The study found that different MLucV states (native, unfolded, aggregated, chaperone-bound) could be distinguished by FRET and luciferase activity. Urea or heat treatments produced small, soluble aggregates of approximately 12 MLucV monomers. Negative-stain electron microscopy confirmed the formation of discrete, roughly spherical particles with a narrow size distribution. SEC-RALS analysis showed an average mass consistent with a dodecamer. Molecular dynamics simulations supported a model where misfolded luciferase cores form the hydrophobic core of the aggregate, with the fluorescent domains positioned at the surface. Order-of-addition experiments showed that DnaJ is necessary for DnaK to bind and unfold the aggregates; DnaK then unfolds the substrate beyond its urea-unfolded conformation. GrpE promotes ADP/ATP exchange, leading to substrate release and refolding. At 38°C, where the native luciferase is unstable, the addition of the DnaK-DnaJ-GrpE system with ATP resulted in non-equilibrium accumulation of native MLucV. The system could actively target misfolding species, preventing their aggregation and allowing refolding, while not affecting native conformers. Experiments without ATP showed that the chaperones could not simply prevent aggregation by holding unfolded monomers; ATP hydrolysis is critical for the chaperones' activity. The study confirmed that Hsp70 acts as a stand-alone disaggregation machinery, independent of ClpB.

These findings provide unprecedented detail on the Hsp70 mechanism. The study demonstrates that Hsp70 does not simply prevent aggregation but actively disaggregates and unfolds stable protein aggregates. The involvement of DnaJ in targeting Hsp70 to misfolded substrates was clearly shown, along with the critical role of ATP in fueling this process. The results suggest a non-equilibrium mechanism where Hsp70 injects energy to unfold substrates beyond what is possible at equilibrium, allowing for refolding upon release.
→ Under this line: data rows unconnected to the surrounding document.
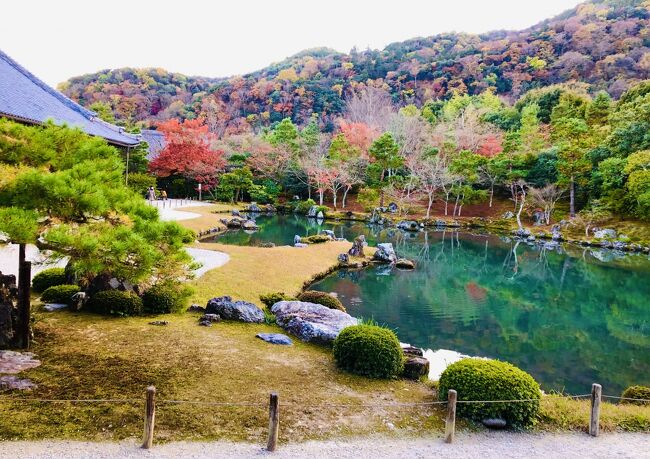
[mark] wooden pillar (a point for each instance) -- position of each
(274, 422)
(24, 302)
(450, 423)
(149, 417)
(594, 420)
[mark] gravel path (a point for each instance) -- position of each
(501, 445)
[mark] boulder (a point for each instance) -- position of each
(357, 246)
(403, 263)
(385, 253)
(253, 207)
(228, 309)
(408, 225)
(606, 233)
(329, 233)
(415, 367)
(249, 225)
(312, 323)
(275, 338)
The findings have important implications for understanding protein quality control and the mechanisms that cells use to protect themselves against protein aggregation.
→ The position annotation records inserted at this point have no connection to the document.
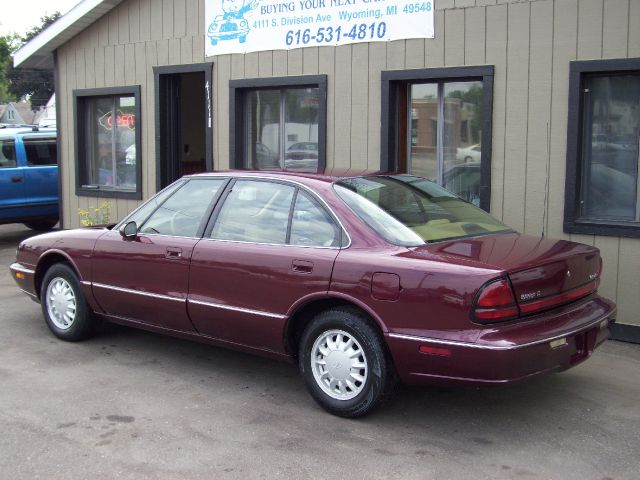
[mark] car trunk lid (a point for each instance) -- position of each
(544, 273)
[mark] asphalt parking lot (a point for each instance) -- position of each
(135, 405)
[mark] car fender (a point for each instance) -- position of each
(85, 285)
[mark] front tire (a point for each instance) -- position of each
(345, 364)
(63, 305)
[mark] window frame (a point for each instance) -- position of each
(394, 81)
(579, 71)
(237, 118)
(80, 97)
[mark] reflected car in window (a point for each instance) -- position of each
(362, 281)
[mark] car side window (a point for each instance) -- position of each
(311, 225)
(181, 214)
(255, 211)
(141, 214)
(41, 151)
(7, 153)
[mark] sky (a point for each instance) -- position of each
(20, 15)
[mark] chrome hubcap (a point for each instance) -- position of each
(61, 303)
(339, 364)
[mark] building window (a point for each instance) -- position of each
(603, 150)
(436, 123)
(279, 123)
(108, 142)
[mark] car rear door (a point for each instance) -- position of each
(12, 190)
(146, 278)
(269, 246)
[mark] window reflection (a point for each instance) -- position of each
(611, 130)
(445, 135)
(282, 129)
(110, 141)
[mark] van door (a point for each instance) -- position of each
(40, 174)
(12, 189)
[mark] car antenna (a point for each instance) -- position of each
(545, 205)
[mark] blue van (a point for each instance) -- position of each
(28, 177)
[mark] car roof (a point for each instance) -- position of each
(330, 176)
(24, 129)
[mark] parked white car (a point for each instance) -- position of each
(469, 154)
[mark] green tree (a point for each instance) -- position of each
(38, 85)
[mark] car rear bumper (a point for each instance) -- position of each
(550, 342)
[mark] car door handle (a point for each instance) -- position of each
(302, 266)
(173, 252)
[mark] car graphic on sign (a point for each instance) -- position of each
(231, 24)
(221, 29)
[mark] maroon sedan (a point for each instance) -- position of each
(361, 280)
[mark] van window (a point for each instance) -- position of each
(41, 151)
(7, 153)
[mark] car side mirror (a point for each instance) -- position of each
(129, 230)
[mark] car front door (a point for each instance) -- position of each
(269, 246)
(146, 278)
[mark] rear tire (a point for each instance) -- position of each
(63, 305)
(345, 363)
(41, 225)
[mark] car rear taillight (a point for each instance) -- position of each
(495, 302)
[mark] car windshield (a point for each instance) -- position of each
(410, 211)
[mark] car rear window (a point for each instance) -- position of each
(410, 211)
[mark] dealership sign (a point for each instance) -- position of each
(240, 26)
This study provides a detailed and comprehensive understanding of the Hsp70 unfolding mechanism using the novel MLucV reporter protein. The results demonstrate that Hsp70 acts as an ATP-fueled unfoldase, actively disaggregating and unfolding misfolded proteins, ultimately enabling their refolding into their native states. Future studies could investigate the mechanism in vivo using MLucV, explore the dynamics of individual chaperone interactions, and investigate the role of Hsp70 in more complex cellular contexts.
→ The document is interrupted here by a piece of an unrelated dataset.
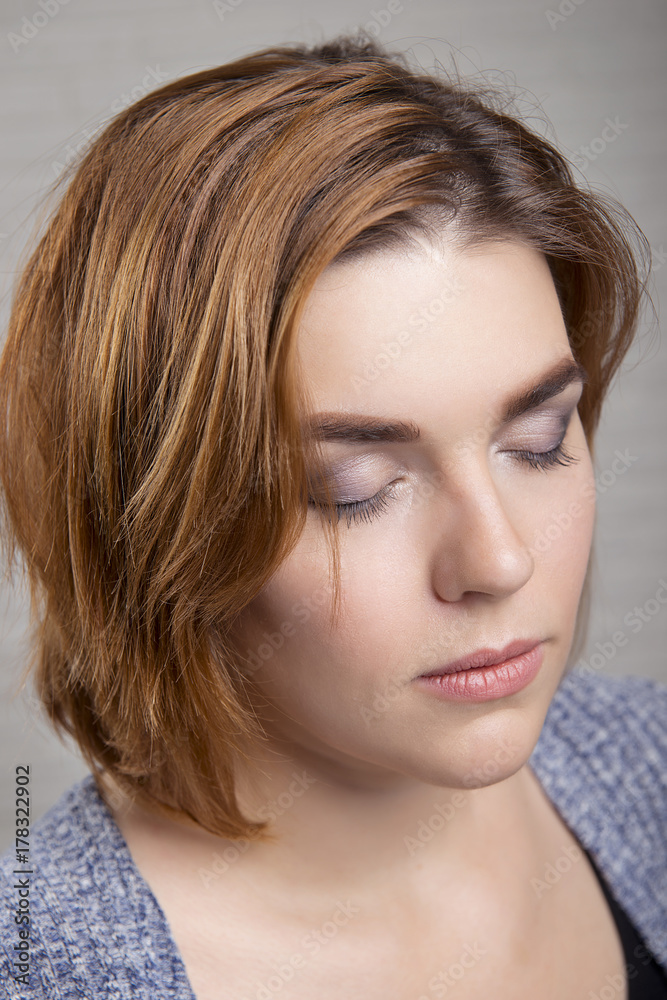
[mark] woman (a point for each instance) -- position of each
(302, 383)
The study primarily used in vitro experiments with a bacterial Hsp70 system. While the use of MLucV allowed for a more homogenous system than typical protein aggregates, this system may not fully recapitulate the complexity of cellular environments. Further studies in vivo are required to fully validate these findings in a more complex cellular context. The molecular dynamics simulations, while helpful in visualizing protein interactions, are based on simplified models and may not capture all the details of the system’s dynamics.